On June 5, 1993, at about 1600 eastern daylight time, a Hatz CB1, N4426V, collided with a tree following a reported engine power loss during takeoff from a farm field in Stedman, North Carolina. The private pilot had minor injuries in the accident, and a passenger was not injured. The experimental, home built aircraft was substantially damaged. The aircraft was operated under 14 CFR Part 91 by the pilot. Visual meteorological conditions existed at the time, and no flight plan was filed for the personal flight to Fayetteville, North Carolina. The flight was originating at the time of the accident.

The pilot reported the following: He was conducting the return leg of a cross country flight. At his last departure point, which was Clinton, North Carolina, he did not service the aircraft with fuel. As he overflew the Stedman area, he became concerned about the remaining fuel in the aircraft. He observed a grass strip below, and performed a landing. The strip turned out to be a farm field. He purchased five gallons of gasoline from a farmer, and serviced the wing tank.
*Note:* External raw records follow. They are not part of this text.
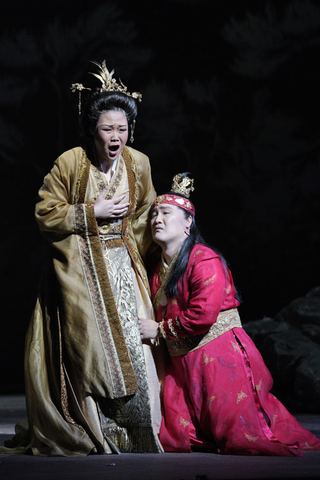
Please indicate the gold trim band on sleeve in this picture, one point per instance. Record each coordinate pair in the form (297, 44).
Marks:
(226, 321)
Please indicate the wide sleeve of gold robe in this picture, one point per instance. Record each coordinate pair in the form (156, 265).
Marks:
(91, 386)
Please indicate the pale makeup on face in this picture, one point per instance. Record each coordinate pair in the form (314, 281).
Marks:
(169, 227)
(110, 137)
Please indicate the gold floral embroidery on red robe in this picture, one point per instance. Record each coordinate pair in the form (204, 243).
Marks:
(184, 422)
(251, 438)
(210, 280)
(258, 387)
(241, 396)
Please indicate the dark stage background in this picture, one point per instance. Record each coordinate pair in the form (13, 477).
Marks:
(230, 93)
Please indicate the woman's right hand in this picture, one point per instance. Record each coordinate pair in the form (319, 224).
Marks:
(112, 208)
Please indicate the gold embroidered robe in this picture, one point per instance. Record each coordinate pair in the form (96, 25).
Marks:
(90, 384)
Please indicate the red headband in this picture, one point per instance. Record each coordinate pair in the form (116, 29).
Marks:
(175, 200)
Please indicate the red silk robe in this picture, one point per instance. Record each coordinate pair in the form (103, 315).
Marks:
(216, 392)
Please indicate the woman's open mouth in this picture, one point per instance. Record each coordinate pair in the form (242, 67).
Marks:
(114, 150)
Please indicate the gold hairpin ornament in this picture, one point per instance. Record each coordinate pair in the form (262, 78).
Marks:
(108, 84)
(182, 186)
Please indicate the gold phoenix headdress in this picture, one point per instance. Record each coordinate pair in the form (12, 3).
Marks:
(109, 84)
(181, 185)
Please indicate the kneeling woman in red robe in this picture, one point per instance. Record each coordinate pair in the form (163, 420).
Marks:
(216, 393)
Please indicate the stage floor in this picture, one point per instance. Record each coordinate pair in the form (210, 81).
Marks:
(167, 466)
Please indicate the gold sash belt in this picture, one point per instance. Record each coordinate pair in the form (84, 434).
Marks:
(112, 241)
(226, 321)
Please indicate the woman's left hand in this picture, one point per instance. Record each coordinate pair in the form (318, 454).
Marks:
(148, 328)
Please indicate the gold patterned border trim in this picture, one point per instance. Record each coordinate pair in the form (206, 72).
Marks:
(133, 195)
(105, 311)
(226, 321)
(82, 180)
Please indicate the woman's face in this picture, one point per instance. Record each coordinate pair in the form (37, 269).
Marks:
(111, 135)
(169, 225)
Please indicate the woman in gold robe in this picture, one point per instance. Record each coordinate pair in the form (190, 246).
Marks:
(91, 385)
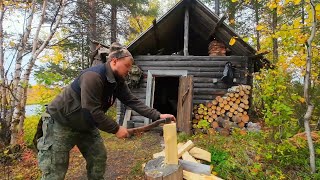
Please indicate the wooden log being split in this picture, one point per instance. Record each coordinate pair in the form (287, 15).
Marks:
(193, 176)
(186, 147)
(187, 157)
(170, 140)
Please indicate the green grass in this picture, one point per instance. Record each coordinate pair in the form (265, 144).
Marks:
(254, 156)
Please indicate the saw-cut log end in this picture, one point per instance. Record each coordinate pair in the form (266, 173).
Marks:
(157, 169)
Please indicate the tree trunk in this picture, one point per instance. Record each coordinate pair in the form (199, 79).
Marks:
(16, 81)
(257, 18)
(274, 39)
(22, 89)
(307, 78)
(4, 131)
(113, 23)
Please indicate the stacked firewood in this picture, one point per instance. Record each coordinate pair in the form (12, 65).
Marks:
(216, 49)
(223, 113)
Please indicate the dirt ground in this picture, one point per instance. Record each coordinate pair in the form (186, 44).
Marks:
(125, 159)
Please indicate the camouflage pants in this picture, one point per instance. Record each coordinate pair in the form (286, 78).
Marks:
(58, 140)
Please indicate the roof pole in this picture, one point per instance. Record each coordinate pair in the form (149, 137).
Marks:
(186, 32)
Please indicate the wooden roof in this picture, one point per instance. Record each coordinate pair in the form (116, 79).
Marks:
(165, 36)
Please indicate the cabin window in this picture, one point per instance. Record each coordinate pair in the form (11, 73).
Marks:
(166, 94)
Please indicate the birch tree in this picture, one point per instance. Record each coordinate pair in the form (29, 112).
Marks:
(307, 83)
(13, 111)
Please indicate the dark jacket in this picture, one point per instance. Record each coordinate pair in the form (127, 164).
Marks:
(82, 106)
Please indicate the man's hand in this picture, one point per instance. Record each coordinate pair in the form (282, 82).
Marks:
(163, 116)
(122, 132)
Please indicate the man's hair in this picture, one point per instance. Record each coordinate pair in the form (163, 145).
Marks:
(118, 51)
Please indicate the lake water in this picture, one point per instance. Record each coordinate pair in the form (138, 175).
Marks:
(33, 109)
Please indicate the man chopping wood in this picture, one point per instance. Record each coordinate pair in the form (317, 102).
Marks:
(76, 115)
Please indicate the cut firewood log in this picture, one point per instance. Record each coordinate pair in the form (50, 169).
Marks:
(235, 106)
(187, 157)
(199, 153)
(214, 102)
(186, 147)
(157, 169)
(193, 167)
(242, 93)
(156, 155)
(223, 131)
(245, 118)
(170, 140)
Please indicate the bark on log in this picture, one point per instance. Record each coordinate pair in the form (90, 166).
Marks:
(156, 169)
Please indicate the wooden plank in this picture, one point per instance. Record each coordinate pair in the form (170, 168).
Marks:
(221, 59)
(186, 33)
(186, 147)
(200, 154)
(170, 141)
(184, 109)
(127, 117)
(169, 63)
(193, 176)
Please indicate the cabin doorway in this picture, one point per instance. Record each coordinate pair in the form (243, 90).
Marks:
(165, 98)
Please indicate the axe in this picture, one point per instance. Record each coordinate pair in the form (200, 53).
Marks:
(145, 128)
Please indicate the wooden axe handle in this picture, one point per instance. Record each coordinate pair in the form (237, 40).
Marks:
(133, 131)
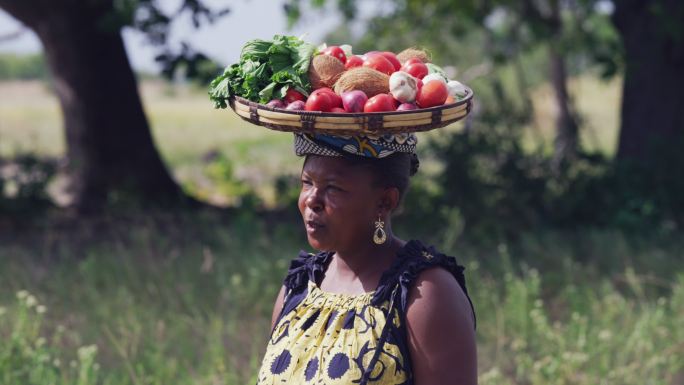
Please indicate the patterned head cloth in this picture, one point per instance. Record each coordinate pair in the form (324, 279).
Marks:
(360, 145)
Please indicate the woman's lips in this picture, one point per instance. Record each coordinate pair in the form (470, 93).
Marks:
(313, 226)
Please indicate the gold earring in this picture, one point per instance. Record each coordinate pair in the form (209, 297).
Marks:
(379, 235)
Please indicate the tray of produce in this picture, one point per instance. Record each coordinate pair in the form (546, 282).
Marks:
(287, 84)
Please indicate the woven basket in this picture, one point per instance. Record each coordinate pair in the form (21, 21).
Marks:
(352, 123)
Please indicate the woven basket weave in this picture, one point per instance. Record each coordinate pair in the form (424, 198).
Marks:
(352, 123)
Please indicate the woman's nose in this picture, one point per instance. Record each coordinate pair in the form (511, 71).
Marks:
(314, 200)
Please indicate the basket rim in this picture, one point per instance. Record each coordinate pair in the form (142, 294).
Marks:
(467, 99)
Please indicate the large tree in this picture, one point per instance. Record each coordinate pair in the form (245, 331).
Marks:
(110, 151)
(653, 95)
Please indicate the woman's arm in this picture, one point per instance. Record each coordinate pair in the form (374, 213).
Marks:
(440, 328)
(278, 306)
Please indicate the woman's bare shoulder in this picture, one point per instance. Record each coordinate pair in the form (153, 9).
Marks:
(440, 330)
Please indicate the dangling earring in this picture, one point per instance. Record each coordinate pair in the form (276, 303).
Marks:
(379, 235)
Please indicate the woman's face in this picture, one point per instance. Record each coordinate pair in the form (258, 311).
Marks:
(338, 203)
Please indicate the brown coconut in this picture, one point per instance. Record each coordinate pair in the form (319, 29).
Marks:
(410, 53)
(324, 71)
(368, 80)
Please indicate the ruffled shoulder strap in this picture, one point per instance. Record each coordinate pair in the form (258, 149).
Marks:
(412, 259)
(305, 267)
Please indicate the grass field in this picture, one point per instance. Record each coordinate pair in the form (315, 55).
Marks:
(187, 300)
(187, 131)
(178, 298)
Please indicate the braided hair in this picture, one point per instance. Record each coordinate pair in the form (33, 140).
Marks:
(394, 170)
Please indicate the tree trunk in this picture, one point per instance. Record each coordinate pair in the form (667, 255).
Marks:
(566, 141)
(110, 150)
(653, 92)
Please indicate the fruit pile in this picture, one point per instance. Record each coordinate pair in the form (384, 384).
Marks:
(374, 82)
(290, 73)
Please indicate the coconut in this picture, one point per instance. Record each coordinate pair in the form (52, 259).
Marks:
(324, 71)
(410, 53)
(368, 80)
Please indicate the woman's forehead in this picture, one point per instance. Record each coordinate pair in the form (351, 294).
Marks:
(320, 167)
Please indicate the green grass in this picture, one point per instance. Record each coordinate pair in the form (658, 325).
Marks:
(187, 129)
(187, 299)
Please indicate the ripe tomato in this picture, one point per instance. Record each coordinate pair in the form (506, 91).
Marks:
(353, 61)
(417, 69)
(335, 99)
(380, 63)
(293, 95)
(413, 60)
(433, 93)
(379, 103)
(321, 101)
(336, 52)
(393, 59)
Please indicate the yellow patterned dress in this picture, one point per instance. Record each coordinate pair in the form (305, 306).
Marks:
(329, 338)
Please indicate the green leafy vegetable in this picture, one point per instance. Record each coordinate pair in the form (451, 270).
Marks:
(267, 69)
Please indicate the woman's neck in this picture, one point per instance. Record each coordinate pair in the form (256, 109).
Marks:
(365, 260)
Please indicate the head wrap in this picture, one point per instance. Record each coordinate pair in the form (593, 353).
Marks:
(371, 146)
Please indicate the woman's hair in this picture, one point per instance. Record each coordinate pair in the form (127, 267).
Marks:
(394, 170)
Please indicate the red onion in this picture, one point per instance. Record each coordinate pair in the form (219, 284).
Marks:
(276, 103)
(353, 101)
(295, 106)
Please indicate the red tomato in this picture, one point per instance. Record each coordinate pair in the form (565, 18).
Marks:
(379, 103)
(335, 99)
(321, 101)
(353, 61)
(293, 95)
(380, 63)
(336, 52)
(417, 69)
(393, 59)
(413, 60)
(433, 93)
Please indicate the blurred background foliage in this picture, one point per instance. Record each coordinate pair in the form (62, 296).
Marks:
(560, 196)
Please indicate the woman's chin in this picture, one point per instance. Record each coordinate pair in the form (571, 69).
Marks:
(318, 243)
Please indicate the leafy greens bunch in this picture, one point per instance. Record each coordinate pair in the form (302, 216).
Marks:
(267, 69)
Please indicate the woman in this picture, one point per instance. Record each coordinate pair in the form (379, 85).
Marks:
(369, 308)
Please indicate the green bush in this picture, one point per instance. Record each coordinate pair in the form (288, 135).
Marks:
(23, 67)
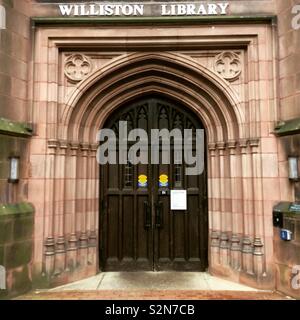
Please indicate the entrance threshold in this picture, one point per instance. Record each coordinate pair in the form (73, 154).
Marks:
(154, 281)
He then manually raised the tail of the airplane in an attempt to drain fuel into the header tank. He then ran the engine for a few minutes, and elected to continue the flight. During the initial climb after takeoff, the engine lost power. The pilot was unable to maintain altitude, and the aircraft settled into a tall tree, where it came to rest.

An inspector with the Federal Aviation Administration visited the accident site and reported the following: The normal procedure after adding fuel to the aircraft is to manually raise the aircraft tail to a level flight attitude, which will allow main tank fuel to drain into the header tank, then to the engine. The main fuel tank drain was positioned improperly, so that when the tail of the aircraft was lifted, the fuel did not sufficiently drain, resulting in trapped fuel.

The pilot reported that the total amount of fuel on board the aircraft at the last takeoff was approximately 10 gallons (automotive gasoline). The total time on the airframe at the time of the accident was about 149 hours.